Why not apply some commonsense to onboarding? Accounts on HN start their lives shadowbanned, once you've gained some karma you can downvote comments and some point after that the ability to vouch for dead posts. I don't have any data on to what degree it works, but it would make the lives of those seeking instant "gratification" somewhat harder. Alternatively you could apply rate limits. Maybe new users could create a small number of posts on their first day and it gradually increases over time before the training wheels are kicked off entirely. Obviously neither option eliminates the need for moderators, but in theory you should be able to get by with less of them.
actually, it shouldn't be a per day quota because heavy users will be disadvantaged. The idea is to have a steady rate of voting for as long as a user is on the site.
The problem with this is new users.
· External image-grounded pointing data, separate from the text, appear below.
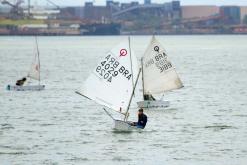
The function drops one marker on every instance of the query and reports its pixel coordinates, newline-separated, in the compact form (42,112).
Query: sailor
(142,119)
(149,97)
(21,82)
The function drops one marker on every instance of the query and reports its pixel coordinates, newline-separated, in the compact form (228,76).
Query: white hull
(25,88)
(153,104)
(123,126)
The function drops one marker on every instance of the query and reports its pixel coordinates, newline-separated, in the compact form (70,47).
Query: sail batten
(110,83)
(34,72)
(159,75)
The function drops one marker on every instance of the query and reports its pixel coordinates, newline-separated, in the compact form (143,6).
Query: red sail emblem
(123,52)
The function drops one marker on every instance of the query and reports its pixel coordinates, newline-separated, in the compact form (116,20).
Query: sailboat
(158,76)
(34,74)
(113,82)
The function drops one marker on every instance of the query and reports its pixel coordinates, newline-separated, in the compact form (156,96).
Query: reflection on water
(205,124)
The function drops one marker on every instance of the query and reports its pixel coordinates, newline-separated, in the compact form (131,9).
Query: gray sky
(183,2)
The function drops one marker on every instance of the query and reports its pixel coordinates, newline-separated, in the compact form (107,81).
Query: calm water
(205,124)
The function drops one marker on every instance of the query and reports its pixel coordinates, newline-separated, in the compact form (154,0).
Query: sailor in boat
(21,82)
(142,120)
(149,97)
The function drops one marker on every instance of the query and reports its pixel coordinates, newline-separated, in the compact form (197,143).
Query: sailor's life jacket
(149,98)
(142,120)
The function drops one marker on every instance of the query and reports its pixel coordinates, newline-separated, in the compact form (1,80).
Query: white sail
(159,75)
(112,81)
(34,71)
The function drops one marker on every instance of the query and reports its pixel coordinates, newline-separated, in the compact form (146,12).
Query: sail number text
(160,61)
(110,68)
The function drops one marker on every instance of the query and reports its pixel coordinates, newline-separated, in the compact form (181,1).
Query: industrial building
(230,14)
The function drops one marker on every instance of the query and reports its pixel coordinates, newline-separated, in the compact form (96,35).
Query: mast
(133,85)
(133,92)
(131,65)
(38,56)
(142,78)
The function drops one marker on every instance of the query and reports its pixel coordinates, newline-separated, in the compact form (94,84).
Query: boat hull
(153,104)
(26,88)
(123,126)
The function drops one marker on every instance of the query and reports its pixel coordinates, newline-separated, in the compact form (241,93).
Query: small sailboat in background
(158,76)
(34,73)
(113,82)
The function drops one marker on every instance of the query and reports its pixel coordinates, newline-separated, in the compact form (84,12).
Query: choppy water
(206,123)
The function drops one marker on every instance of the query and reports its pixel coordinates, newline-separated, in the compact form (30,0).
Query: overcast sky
(183,2)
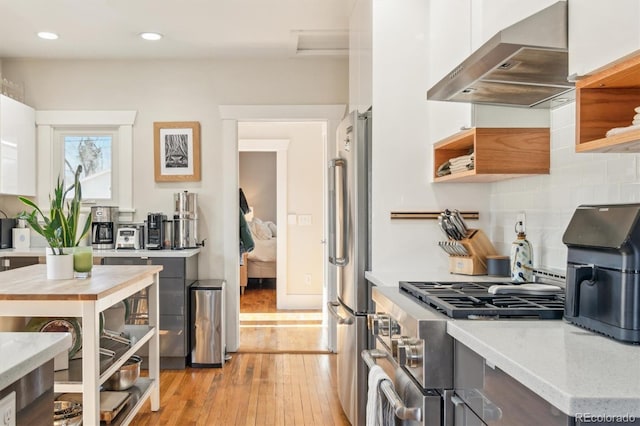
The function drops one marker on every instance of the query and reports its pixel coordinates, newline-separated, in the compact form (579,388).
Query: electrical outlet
(8,410)
(522,218)
(304,220)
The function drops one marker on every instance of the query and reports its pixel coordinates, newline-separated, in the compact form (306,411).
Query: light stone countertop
(575,370)
(391,278)
(23,352)
(40,251)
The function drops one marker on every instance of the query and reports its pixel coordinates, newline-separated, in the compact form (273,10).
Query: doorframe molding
(230,115)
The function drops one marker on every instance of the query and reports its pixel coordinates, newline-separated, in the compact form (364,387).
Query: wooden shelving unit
(500,153)
(605,100)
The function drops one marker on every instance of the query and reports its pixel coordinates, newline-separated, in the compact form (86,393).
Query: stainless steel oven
(420,368)
(410,330)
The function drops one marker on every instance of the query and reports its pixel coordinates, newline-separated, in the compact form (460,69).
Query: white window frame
(59,153)
(50,122)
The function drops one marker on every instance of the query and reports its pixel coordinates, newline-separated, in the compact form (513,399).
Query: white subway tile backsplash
(630,192)
(621,169)
(563,116)
(563,137)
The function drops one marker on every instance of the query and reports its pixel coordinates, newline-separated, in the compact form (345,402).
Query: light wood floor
(262,384)
(264,329)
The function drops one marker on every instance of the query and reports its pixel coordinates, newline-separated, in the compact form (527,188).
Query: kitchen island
(26,374)
(27,292)
(582,374)
(180,270)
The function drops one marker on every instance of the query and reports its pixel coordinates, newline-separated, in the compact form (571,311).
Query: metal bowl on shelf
(126,376)
(67,413)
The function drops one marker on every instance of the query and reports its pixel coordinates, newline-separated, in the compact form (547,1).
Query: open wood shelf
(499,153)
(70,380)
(139,392)
(605,100)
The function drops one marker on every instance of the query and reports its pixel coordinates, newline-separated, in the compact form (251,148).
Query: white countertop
(23,352)
(391,278)
(40,251)
(574,369)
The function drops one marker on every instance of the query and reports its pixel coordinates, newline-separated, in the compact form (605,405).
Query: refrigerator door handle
(338,212)
(341,320)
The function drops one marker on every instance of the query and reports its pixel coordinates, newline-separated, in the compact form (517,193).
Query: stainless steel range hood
(524,65)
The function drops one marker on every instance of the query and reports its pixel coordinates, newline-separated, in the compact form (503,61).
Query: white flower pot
(59,266)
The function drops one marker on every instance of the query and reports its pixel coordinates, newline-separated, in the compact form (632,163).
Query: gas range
(472,300)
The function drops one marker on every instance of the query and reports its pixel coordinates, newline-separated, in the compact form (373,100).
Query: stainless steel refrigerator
(350,252)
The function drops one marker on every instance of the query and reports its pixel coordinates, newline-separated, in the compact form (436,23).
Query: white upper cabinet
(601,32)
(17,148)
(360,60)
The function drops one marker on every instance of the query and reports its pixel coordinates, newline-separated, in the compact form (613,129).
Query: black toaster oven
(603,270)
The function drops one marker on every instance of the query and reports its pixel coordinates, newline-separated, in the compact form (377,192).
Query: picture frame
(177,151)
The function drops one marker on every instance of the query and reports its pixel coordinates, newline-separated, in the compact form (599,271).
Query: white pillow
(260,230)
(274,229)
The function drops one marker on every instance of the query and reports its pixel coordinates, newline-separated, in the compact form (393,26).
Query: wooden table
(26,292)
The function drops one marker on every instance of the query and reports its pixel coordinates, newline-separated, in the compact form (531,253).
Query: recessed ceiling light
(47,35)
(151,36)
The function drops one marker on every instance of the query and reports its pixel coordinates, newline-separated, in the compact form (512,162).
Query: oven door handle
(401,410)
(341,320)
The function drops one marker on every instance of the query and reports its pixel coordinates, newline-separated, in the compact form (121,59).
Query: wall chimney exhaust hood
(524,65)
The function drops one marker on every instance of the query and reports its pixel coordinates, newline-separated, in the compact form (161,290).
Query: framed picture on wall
(177,151)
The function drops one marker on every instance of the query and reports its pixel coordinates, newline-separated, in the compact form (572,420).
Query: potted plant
(60,227)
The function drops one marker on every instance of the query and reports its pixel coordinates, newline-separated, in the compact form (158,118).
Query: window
(93,150)
(100,141)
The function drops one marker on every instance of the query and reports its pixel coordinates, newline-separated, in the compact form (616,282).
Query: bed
(261,261)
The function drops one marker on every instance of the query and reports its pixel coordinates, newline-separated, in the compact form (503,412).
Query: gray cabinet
(177,275)
(13,262)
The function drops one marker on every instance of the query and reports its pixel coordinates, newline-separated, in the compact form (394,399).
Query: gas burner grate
(443,286)
(502,306)
(471,300)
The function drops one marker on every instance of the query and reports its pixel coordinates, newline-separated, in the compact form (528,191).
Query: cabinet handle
(400,409)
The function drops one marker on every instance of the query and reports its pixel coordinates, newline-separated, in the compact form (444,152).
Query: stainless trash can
(207,323)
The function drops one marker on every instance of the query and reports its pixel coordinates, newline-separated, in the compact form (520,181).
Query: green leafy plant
(60,228)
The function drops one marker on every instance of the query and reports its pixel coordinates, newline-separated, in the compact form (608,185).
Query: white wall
(550,200)
(402,149)
(184,90)
(257,179)
(305,189)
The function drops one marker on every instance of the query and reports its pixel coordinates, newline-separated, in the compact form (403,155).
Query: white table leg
(154,342)
(90,364)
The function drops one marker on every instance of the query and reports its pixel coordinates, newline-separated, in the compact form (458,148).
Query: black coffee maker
(603,270)
(155,231)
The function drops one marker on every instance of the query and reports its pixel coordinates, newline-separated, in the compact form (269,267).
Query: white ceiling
(191,28)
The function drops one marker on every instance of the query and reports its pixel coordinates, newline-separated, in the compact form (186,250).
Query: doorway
(231,116)
(281,305)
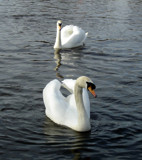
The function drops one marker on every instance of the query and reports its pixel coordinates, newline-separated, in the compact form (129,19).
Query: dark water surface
(112,57)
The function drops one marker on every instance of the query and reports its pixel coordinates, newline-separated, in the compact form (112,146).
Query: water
(112,58)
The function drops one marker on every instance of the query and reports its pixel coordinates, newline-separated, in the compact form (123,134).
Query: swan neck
(83,119)
(58,39)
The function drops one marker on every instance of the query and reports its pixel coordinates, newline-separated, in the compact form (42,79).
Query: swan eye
(89,84)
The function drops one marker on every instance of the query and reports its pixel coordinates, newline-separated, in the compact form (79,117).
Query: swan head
(87,83)
(59,25)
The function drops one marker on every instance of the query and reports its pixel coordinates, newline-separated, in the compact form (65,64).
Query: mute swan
(69,36)
(72,111)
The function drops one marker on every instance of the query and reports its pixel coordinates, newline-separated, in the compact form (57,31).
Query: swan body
(72,111)
(69,36)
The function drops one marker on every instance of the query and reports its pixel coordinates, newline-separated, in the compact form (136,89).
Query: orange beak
(92,91)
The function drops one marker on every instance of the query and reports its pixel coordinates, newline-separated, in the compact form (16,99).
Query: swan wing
(58,108)
(54,101)
(72,36)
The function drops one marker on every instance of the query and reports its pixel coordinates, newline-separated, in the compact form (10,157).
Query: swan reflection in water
(63,140)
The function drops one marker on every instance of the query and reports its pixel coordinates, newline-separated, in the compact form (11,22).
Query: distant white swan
(72,111)
(69,36)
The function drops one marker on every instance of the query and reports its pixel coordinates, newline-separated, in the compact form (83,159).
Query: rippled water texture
(112,58)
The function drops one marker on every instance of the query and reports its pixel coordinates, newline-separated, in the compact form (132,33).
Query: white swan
(69,36)
(72,111)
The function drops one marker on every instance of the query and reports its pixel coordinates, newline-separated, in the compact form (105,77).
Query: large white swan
(69,36)
(72,111)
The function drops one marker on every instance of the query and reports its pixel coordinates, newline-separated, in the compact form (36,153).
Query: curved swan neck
(58,39)
(83,120)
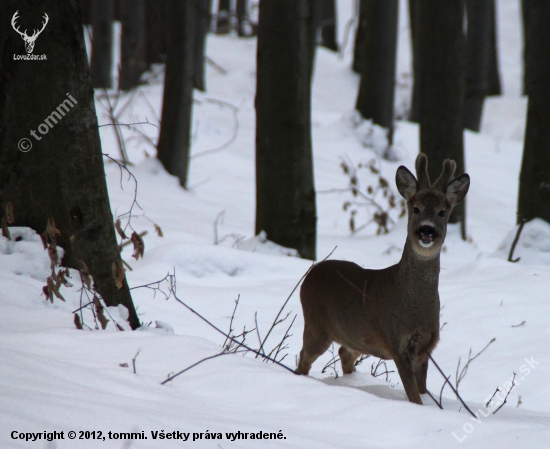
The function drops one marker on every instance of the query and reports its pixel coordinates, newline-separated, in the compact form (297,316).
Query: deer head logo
(29,40)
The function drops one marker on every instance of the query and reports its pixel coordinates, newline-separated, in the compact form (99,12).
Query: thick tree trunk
(493,83)
(202,22)
(175,129)
(285,194)
(534,188)
(132,60)
(376,90)
(328,25)
(50,104)
(478,52)
(102,43)
(156,30)
(442,65)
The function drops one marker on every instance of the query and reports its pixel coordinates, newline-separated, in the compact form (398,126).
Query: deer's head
(29,40)
(429,206)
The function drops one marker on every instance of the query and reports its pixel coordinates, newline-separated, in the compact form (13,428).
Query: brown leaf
(53,232)
(118,273)
(99,312)
(159,231)
(139,246)
(5,230)
(77,322)
(9,212)
(119,229)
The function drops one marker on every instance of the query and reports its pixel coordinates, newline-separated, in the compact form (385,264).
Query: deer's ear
(457,189)
(406,183)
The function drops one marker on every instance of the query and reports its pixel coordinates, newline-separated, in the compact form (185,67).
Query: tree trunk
(478,52)
(534,186)
(376,90)
(102,43)
(156,30)
(285,194)
(223,21)
(415,98)
(525,14)
(493,83)
(328,25)
(175,129)
(50,104)
(359,37)
(442,65)
(132,60)
(202,22)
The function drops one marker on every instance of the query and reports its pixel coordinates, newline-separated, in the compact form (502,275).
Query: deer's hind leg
(315,344)
(347,358)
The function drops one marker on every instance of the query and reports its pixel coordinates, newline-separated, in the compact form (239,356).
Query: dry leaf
(99,313)
(118,273)
(139,246)
(53,232)
(5,230)
(9,212)
(159,231)
(119,229)
(77,322)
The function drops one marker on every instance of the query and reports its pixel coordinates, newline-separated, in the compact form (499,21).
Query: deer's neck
(418,270)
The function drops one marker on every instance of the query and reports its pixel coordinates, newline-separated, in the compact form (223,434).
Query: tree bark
(478,52)
(102,43)
(377,87)
(132,60)
(285,194)
(534,187)
(50,103)
(441,106)
(175,129)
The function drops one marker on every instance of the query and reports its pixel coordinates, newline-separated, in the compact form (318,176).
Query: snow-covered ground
(54,377)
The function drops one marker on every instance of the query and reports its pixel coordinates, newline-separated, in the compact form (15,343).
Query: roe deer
(391,313)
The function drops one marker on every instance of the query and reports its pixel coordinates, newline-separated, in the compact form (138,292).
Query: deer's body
(391,313)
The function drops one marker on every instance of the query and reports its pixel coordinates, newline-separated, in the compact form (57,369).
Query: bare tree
(534,187)
(285,195)
(48,105)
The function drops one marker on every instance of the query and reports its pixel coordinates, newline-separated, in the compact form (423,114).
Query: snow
(57,378)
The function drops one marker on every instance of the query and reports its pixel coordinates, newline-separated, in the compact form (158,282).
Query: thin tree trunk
(102,43)
(175,130)
(359,37)
(376,90)
(285,194)
(493,83)
(202,21)
(328,25)
(132,60)
(415,98)
(50,103)
(478,50)
(534,186)
(442,65)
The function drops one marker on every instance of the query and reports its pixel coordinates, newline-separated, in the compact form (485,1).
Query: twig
(288,299)
(522,222)
(134,360)
(506,397)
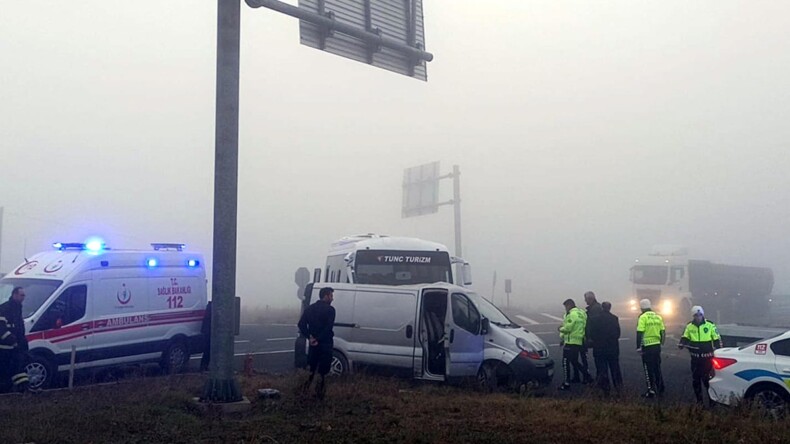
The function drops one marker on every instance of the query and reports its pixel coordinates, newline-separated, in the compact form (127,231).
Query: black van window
(68,308)
(465,314)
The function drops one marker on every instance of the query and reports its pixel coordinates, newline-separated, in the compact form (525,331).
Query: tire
(175,357)
(41,373)
(771,400)
(339,366)
(487,378)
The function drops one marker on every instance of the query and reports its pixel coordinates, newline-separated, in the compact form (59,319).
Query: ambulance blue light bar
(94,246)
(168,246)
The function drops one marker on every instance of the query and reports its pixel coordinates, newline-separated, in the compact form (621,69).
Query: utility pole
(222,386)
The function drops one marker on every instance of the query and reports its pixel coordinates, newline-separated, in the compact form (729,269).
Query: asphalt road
(272,349)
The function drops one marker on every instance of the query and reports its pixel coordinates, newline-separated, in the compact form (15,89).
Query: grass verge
(361,409)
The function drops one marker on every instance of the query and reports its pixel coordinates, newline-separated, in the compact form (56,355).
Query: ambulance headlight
(94,245)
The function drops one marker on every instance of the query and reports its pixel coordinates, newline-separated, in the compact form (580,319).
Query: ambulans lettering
(127,320)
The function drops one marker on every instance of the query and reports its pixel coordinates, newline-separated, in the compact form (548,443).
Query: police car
(759,372)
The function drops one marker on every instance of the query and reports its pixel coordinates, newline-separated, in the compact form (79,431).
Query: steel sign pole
(457,210)
(222,386)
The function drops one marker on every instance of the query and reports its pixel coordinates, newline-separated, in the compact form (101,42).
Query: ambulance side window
(68,308)
(781,348)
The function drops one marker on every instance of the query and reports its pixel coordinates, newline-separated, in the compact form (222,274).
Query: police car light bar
(71,246)
(168,246)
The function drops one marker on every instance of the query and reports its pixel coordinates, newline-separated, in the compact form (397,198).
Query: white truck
(738,298)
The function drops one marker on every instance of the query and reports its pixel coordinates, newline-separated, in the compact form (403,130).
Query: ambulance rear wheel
(175,357)
(41,372)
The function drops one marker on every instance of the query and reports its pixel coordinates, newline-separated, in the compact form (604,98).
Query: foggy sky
(586,132)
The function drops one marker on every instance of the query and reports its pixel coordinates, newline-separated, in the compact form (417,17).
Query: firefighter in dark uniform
(13,344)
(316,324)
(700,337)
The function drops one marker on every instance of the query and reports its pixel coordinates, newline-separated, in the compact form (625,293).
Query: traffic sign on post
(421,190)
(388,34)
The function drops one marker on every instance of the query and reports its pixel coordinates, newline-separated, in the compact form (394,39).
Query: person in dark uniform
(316,325)
(13,344)
(606,349)
(594,311)
(205,330)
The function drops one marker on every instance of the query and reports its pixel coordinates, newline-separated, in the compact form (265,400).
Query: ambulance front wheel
(40,371)
(175,357)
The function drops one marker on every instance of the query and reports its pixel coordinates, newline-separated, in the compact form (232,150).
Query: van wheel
(487,378)
(175,357)
(40,372)
(339,364)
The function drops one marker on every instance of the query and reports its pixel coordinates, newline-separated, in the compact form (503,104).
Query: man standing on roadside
(606,349)
(701,337)
(13,343)
(316,324)
(572,335)
(594,311)
(650,335)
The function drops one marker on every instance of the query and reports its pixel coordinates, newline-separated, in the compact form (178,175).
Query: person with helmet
(572,333)
(650,335)
(701,337)
(13,343)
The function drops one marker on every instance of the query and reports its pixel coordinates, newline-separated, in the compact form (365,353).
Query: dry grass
(362,409)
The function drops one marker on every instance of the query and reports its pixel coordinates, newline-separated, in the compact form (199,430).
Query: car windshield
(760,341)
(649,274)
(491,312)
(37,291)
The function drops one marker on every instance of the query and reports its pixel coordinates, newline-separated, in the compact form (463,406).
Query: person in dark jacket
(205,331)
(594,311)
(606,349)
(13,343)
(316,324)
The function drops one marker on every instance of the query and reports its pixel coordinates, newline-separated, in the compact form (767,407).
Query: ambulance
(112,307)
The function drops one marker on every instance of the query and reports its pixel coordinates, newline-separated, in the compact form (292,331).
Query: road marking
(527,320)
(254,354)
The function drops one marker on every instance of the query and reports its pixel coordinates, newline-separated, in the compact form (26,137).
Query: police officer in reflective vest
(572,333)
(650,335)
(700,337)
(13,344)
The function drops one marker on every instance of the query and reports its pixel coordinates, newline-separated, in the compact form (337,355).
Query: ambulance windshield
(37,291)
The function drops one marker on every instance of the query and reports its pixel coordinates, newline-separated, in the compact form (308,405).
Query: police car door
(464,342)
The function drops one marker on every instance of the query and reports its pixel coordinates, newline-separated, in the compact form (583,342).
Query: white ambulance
(115,306)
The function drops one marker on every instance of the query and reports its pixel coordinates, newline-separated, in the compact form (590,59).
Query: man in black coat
(606,348)
(13,343)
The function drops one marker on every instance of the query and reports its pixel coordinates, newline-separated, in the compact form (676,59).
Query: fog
(586,132)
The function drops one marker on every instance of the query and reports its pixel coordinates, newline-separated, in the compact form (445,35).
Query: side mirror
(466,270)
(485,326)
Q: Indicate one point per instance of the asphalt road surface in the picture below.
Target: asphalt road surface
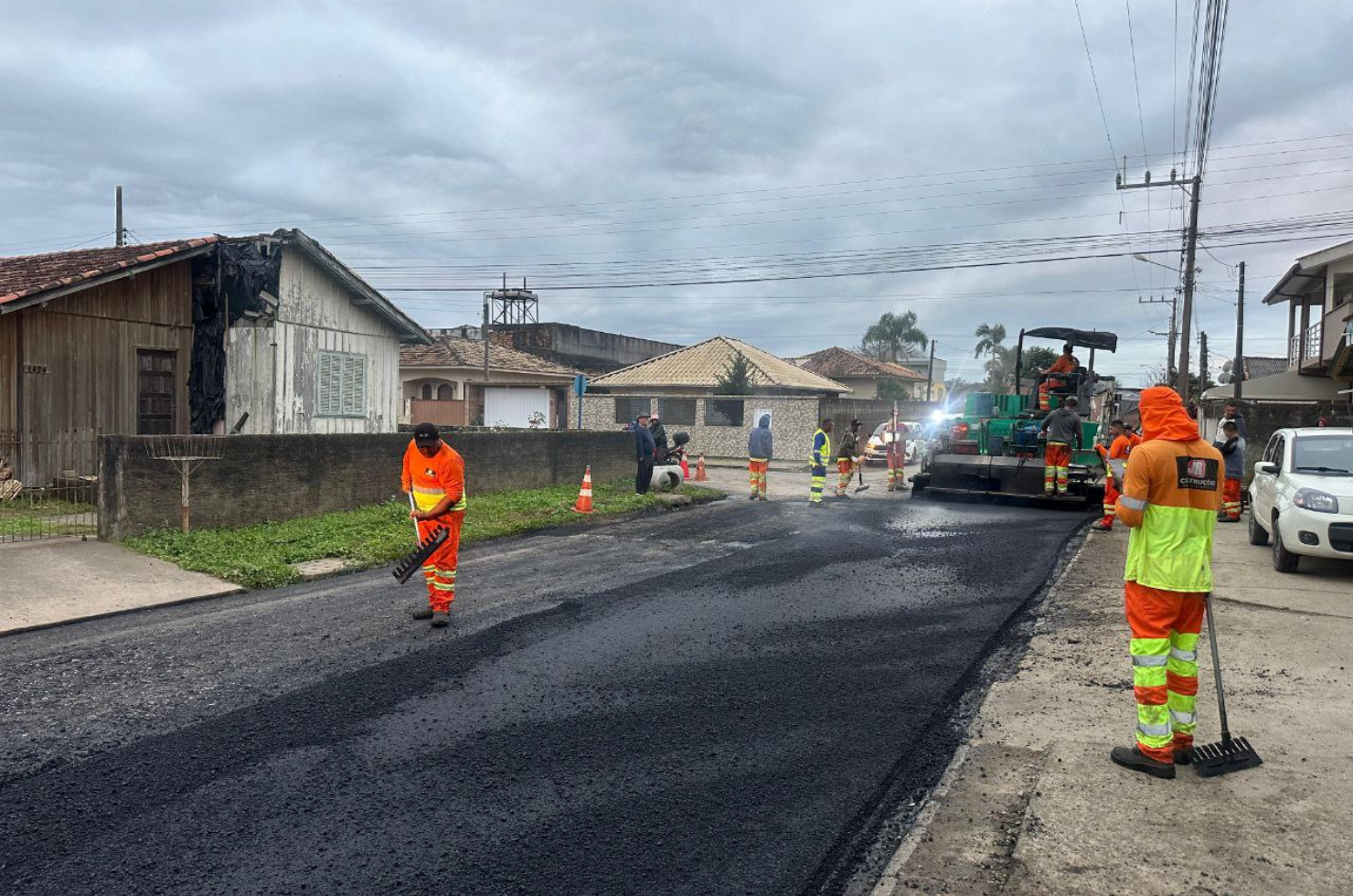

When you join the site, you have 0 karma, and so would go negative if you posted a comment (assuming, of course, that you can go negative. I'd rather not experiment with that).
Of course, pg could make new users come in with 10 or so karma, just to get them started.
Now that I think a bit more about it, this could be a really good idea. It would limit new user's ability to comment and influence things until they have gained community approval of their comments and thoughts. And if they don't get that approval... too bad. If they aren't adding anything worthy of some upvotes, they are adding noise, which detracts from the experience of everyone else.
only comment without links up to 10 karma,
submit at 20 karma,
comment with links at 50 karma, etc.
sounds like a pretty reasonable approach.
Initially one proves themselves in discussion, then they can bring new ideas to the table. By setting the limits at relatively low levels it doesn't discourage new participants.
As a relatively new member of the community, I believe that this is important because you don't want the community to become static any more than you want to get overrun a la digg, reddit, etc.
A few days registration won't work, though, because the bad guys will just start setting up accounts, keeping them dormant for the waiting period, and then do their dastardly deeds. Besides, karma is a better measure than seniority.
It’s as simple as noting that new users are new and still learning from everyone else around them. When everybody is new, it’s hard to get a feel for the current culture and style.
I imagine that it would probably work on a permanent basis to gate new accounts to a certain fixed value per day or proportion of new to old accounts, e.g. .1% per day or whatever.
Personally, I came here from Reddit 1,791 days ago, so I will be the first to say that I hope we don’t have an “anti-Redditor refugee” policy, whether express or implied. Far better to demonstrate through action and voting what we value as a culture and welcome as many people to the site as we can handle without diluting our ability to teach by example.